Am Ende des ersten Tunnels führt ein Weg nach draußen. Ich trete in das gleißende Licht der Mittagssonne. Als meine Augen sich an die Helligkeit gewöhnt habe, blicke ich die steile Steinwand hinauf. Erst jetzt wird mir bewusst, wie tief im Berg wir eben noch waren. Als wir uns aufgewärmt haben, gehen wir in den Berg zurück und erkunden weitere Höhlen in denen Vitrinen mit fluoreszierenden Steinen und Fossilien stehen.
Plötzlich begegnet uns ein Mann in einem verdreckten Einteiler und Stirnlampe am Helm. Das ist Jürgen, ein Höhlenmensch quasi – oder Unter Tage Nerd. In seiner Freizeit gräbt er hier einen weiteren Tunnel, in der Hoffnung weitere Höhlen zu finden. Ein außergewöhnliches Hobby, aber an seinen strahlenden Augen sehe ich, dass es ihm außerordentlich viel Spaß bringt.

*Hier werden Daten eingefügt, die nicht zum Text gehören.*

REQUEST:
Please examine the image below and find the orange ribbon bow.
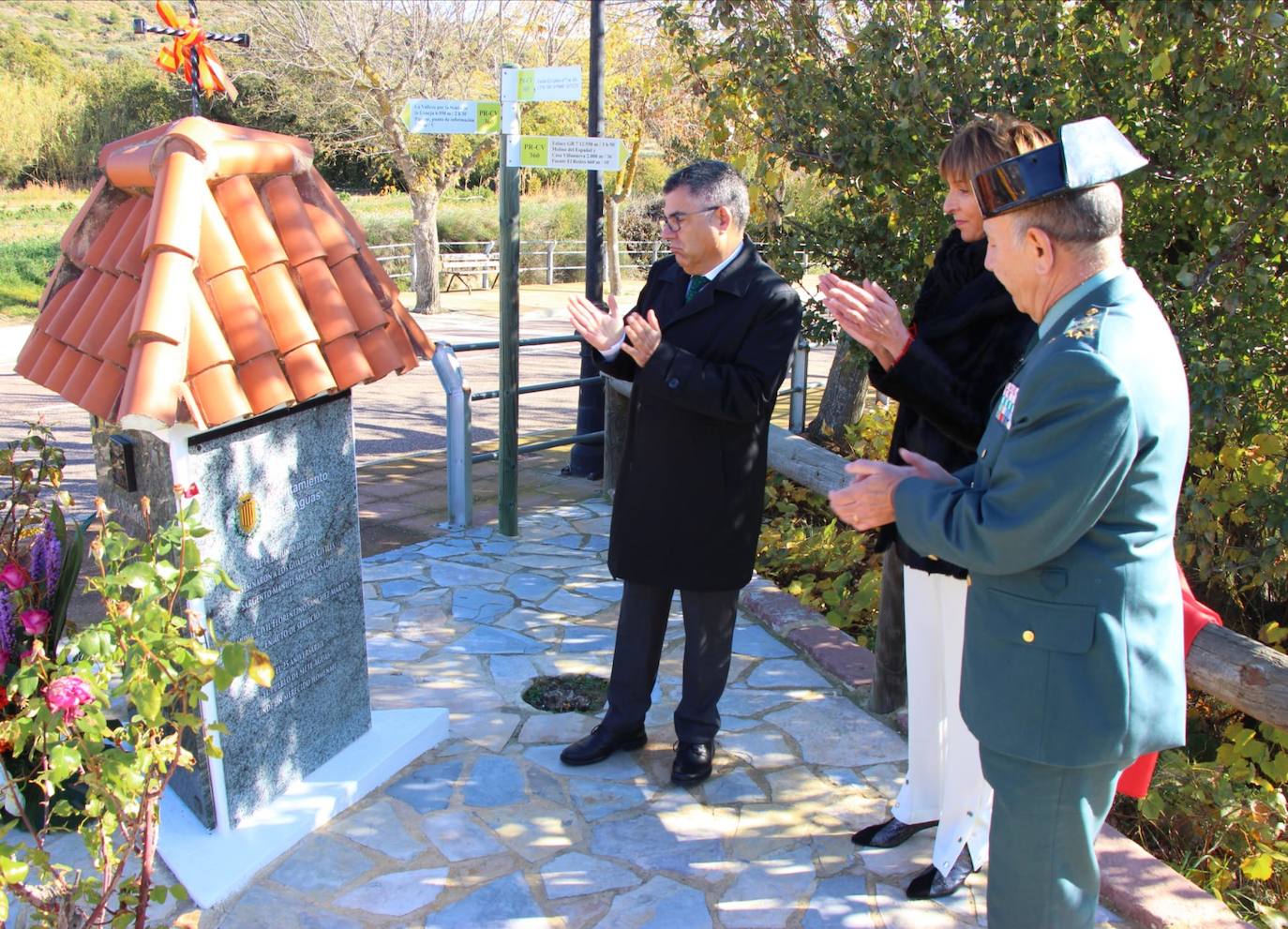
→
[156,0,237,100]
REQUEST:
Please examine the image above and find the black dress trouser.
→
[603,581,738,742]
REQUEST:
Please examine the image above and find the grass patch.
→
[0,236,59,322]
[523,674,608,712]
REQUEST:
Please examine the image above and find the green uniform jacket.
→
[894,271,1189,767]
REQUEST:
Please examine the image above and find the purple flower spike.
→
[0,591,14,656]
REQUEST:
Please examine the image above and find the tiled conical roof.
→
[17,117,434,430]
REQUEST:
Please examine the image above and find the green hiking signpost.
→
[402,65,621,536]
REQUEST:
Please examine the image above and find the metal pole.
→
[787,337,809,436]
[567,0,604,481]
[497,65,519,536]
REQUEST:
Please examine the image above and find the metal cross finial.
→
[134,0,250,116]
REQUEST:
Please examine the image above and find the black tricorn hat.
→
[971,116,1149,219]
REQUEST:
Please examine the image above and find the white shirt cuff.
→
[600,330,626,361]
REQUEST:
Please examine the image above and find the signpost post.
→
[402,65,621,536]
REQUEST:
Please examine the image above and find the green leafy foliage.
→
[0,427,273,928]
[756,407,894,646]
[662,0,1288,631]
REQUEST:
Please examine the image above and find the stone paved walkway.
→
[201,502,1127,929]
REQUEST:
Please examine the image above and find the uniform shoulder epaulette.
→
[1064,307,1105,338]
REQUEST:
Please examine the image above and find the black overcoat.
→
[868,230,1037,577]
[595,238,801,591]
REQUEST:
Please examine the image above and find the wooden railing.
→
[604,378,1288,729]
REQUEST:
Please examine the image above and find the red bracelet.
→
[890,326,917,367]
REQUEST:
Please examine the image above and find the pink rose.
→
[45,674,94,723]
[20,609,52,636]
[0,562,31,591]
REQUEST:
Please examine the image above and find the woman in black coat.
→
[820,116,1051,898]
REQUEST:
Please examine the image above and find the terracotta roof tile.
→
[77,275,139,358]
[45,344,82,395]
[295,258,358,343]
[215,176,286,273]
[322,335,375,390]
[59,275,116,348]
[15,118,433,430]
[197,188,246,278]
[206,268,276,362]
[58,352,103,406]
[13,330,52,380]
[282,341,337,402]
[143,151,209,259]
[80,362,125,420]
[261,174,326,265]
[82,199,137,271]
[98,298,139,368]
[120,197,152,281]
[34,277,75,345]
[188,365,251,423]
[331,257,388,333]
[304,201,358,265]
[130,251,192,345]
[97,197,152,275]
[117,338,184,431]
[188,282,235,376]
[250,262,318,355]
[237,354,295,416]
[358,326,402,371]
[22,333,66,390]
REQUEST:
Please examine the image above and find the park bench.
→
[438,251,501,293]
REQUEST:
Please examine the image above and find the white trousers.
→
[891,565,993,875]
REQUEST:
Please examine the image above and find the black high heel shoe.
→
[850,816,939,847]
[908,847,975,899]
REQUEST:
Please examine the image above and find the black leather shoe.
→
[908,847,975,899]
[850,816,939,847]
[559,726,648,767]
[671,742,716,787]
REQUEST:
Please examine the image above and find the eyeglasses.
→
[657,205,720,232]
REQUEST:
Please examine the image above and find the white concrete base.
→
[157,708,447,908]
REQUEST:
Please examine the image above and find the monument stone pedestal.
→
[94,392,447,907]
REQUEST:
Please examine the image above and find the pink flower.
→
[20,609,52,636]
[0,562,31,591]
[45,674,94,723]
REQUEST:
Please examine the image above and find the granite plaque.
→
[176,393,371,827]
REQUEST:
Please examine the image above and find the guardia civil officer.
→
[832,117,1189,929]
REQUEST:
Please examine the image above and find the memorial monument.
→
[15,117,447,906]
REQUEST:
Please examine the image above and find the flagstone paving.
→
[202,502,1127,929]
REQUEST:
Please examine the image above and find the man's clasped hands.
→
[817,272,957,530]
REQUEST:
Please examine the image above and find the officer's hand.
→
[568,295,623,352]
[899,448,961,485]
[827,458,913,530]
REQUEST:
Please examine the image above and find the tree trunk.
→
[407,187,442,313]
[604,195,622,296]
[604,135,644,296]
[805,333,868,441]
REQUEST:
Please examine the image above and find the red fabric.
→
[1118,563,1225,799]
[890,323,917,367]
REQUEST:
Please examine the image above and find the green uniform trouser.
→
[979,744,1123,929]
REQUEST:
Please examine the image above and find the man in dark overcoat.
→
[561,161,801,785]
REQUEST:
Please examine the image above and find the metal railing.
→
[369,238,662,284]
[433,335,604,529]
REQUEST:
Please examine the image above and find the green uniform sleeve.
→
[894,345,1136,575]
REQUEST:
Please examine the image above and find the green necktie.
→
[684,275,709,303]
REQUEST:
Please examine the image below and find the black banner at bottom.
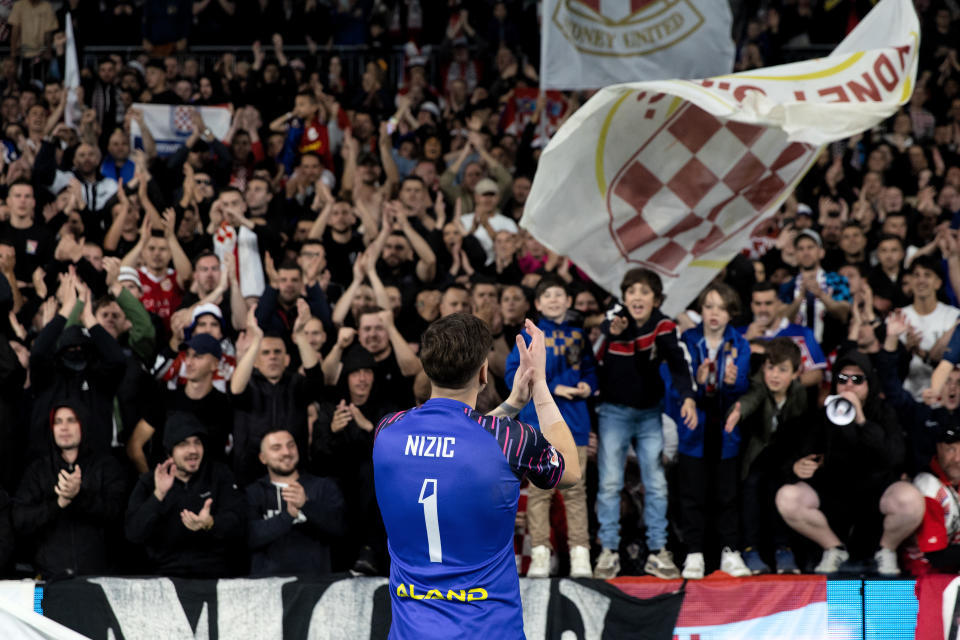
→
[42,576,683,640]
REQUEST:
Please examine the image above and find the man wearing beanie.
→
[313,344,399,575]
[126,412,246,578]
[13,401,126,580]
[127,333,233,473]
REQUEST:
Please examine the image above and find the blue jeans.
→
[597,403,667,552]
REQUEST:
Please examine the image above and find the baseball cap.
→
[793,229,823,249]
[473,178,500,195]
[184,333,223,360]
[420,102,440,118]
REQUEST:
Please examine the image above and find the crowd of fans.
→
[0,0,960,579]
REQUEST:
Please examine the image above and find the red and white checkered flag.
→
[520,0,920,313]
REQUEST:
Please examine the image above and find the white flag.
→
[130,102,230,156]
[63,11,80,127]
[540,0,734,89]
[520,0,920,314]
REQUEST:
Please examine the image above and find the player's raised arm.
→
[517,319,580,489]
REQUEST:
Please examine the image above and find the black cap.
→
[163,411,207,451]
[343,344,377,376]
[186,333,223,360]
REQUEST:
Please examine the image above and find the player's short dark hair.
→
[533,274,569,300]
[697,282,740,318]
[420,313,493,389]
[620,267,663,305]
[763,338,803,373]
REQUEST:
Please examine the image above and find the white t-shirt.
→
[460,211,519,264]
[900,302,960,402]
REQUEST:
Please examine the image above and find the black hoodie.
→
[13,401,126,579]
[126,414,246,578]
[789,350,904,495]
[246,473,344,576]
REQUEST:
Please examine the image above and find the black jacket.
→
[30,315,126,455]
[233,363,323,486]
[126,459,246,578]
[246,473,344,576]
[789,351,904,496]
[597,307,693,409]
[13,404,127,579]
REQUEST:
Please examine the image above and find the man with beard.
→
[323,307,421,407]
[230,300,323,486]
[313,344,398,575]
[127,333,232,473]
[780,229,853,352]
[13,402,126,580]
[126,413,246,578]
[900,256,960,400]
[904,424,960,576]
[256,255,333,338]
[876,312,960,475]
[307,200,372,286]
[33,141,117,226]
[246,428,344,576]
[739,282,827,387]
[0,180,54,282]
[29,267,126,455]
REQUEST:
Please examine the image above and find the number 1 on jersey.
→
[420,478,443,562]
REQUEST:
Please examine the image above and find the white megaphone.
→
[823,396,857,427]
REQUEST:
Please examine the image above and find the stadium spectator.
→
[594,269,697,579]
[246,429,344,576]
[776,352,923,576]
[13,401,126,580]
[126,413,247,578]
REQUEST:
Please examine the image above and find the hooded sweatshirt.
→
[13,401,126,579]
[787,351,904,490]
[246,473,344,576]
[126,414,246,578]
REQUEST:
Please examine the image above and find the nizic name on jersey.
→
[403,435,457,458]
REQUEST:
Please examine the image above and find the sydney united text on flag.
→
[540,0,734,89]
[521,0,920,313]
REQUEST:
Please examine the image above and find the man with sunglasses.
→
[777,351,923,576]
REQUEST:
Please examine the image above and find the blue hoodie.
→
[660,323,750,460]
[505,318,598,447]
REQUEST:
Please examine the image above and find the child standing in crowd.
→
[594,269,697,579]
[724,338,807,575]
[660,283,750,580]
[505,276,597,578]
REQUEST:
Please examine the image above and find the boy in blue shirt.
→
[504,276,597,578]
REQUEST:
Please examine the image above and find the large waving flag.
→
[520,0,920,313]
[130,102,231,156]
[540,0,734,89]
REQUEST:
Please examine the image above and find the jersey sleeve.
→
[943,329,960,364]
[485,418,564,489]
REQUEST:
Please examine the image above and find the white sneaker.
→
[643,547,680,580]
[720,547,753,578]
[570,547,593,578]
[873,547,900,576]
[527,544,550,578]
[593,547,620,580]
[813,547,850,573]
[681,553,703,580]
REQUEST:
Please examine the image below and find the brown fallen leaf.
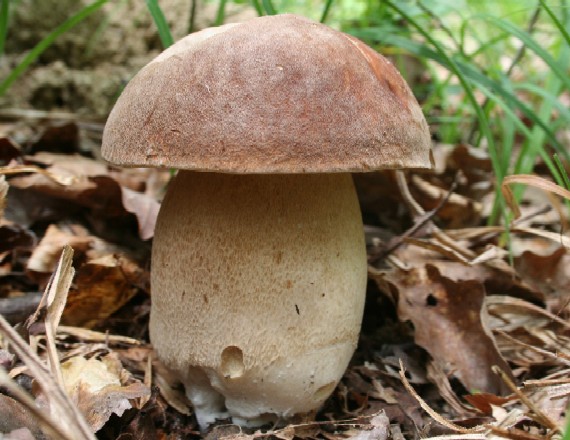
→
[379,264,510,394]
[27,225,93,274]
[63,254,143,328]
[61,355,150,432]
[10,153,160,240]
[0,394,46,439]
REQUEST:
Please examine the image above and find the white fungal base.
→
[150,171,366,428]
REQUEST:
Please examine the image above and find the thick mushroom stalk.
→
[150,171,366,428]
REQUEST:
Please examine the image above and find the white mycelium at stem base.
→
[150,171,366,427]
[101,15,431,429]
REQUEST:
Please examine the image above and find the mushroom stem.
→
[150,171,366,428]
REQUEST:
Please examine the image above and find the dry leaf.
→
[0,394,45,439]
[63,255,143,328]
[386,264,510,394]
[61,356,150,432]
[27,225,93,273]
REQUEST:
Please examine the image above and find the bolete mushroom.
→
[103,15,431,428]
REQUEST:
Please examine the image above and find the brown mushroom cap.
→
[102,15,431,173]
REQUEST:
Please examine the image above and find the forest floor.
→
[0,110,570,440]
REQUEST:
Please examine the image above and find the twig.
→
[394,359,487,434]
[0,315,95,440]
[0,368,74,440]
[369,170,458,264]
[491,365,560,432]
[495,330,570,367]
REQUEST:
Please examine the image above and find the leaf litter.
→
[0,115,570,440]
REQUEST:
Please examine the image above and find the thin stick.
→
[400,359,487,434]
[491,365,560,432]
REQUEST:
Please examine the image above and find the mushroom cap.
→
[102,15,431,173]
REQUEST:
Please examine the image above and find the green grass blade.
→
[473,14,570,89]
[0,0,10,56]
[352,29,570,161]
[386,0,507,222]
[0,0,108,96]
[540,0,570,45]
[513,83,570,122]
[145,0,174,49]
[552,153,570,189]
[319,0,333,23]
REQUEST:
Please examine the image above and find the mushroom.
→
[102,15,431,429]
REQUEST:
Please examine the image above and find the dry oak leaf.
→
[62,254,143,328]
[379,264,510,394]
[61,356,150,432]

Weitblick vom Hohenstein Felsen
Nach einem kleinen Picknick am Wegesrand begebe ich mich zurück auf den Weserbergland-Weg. Sechs Kilometer weit geht es Hügel auf und Hügel hinab. Ich wandere an Bächen vorbei, die jetzt im Hochsommer kaum Wasser führen und durch Schatten spendende Wälder, bis ich schließlich vor einem Berg stehe. Es geht steil hinauf. In den Wanderweg sind Steinstufen gearbeitet. Gerade als ich zähle, wie viele Kilometer ich Flachlandindianer heute bereits bei drölfzig Grad im Schatten zurückgelegt habe und sich langsam das Ich mag nicht mehr-Gefühl einschleicht, hebe ich meinen Kopf und merke: ich bin oben angekommen. Ich habe die Spitze des Hohenstein Felsen erreicht.
Vor mir breitet sich ein wundervolles Panorama aus. Ich suche mir einen Platz ganz nah an der Kante und finde eine Steinkuhle in die mein Po ganz hervorragend hinein passt. Ich lasse mich rein plumpsen und genieße den fantastischen Ausblick.
Durch dichte Wälder entlang der Weser
Mein Morgen beginnt direkt mit einer ordentlichen Einheit Frühsport. Ich marschiere zum Bismarck Turm hinauf, der oberhalb der Stadt Bodenwerder liegt; die Stadt, aus der der Lügenbaron Münchhausen stammt.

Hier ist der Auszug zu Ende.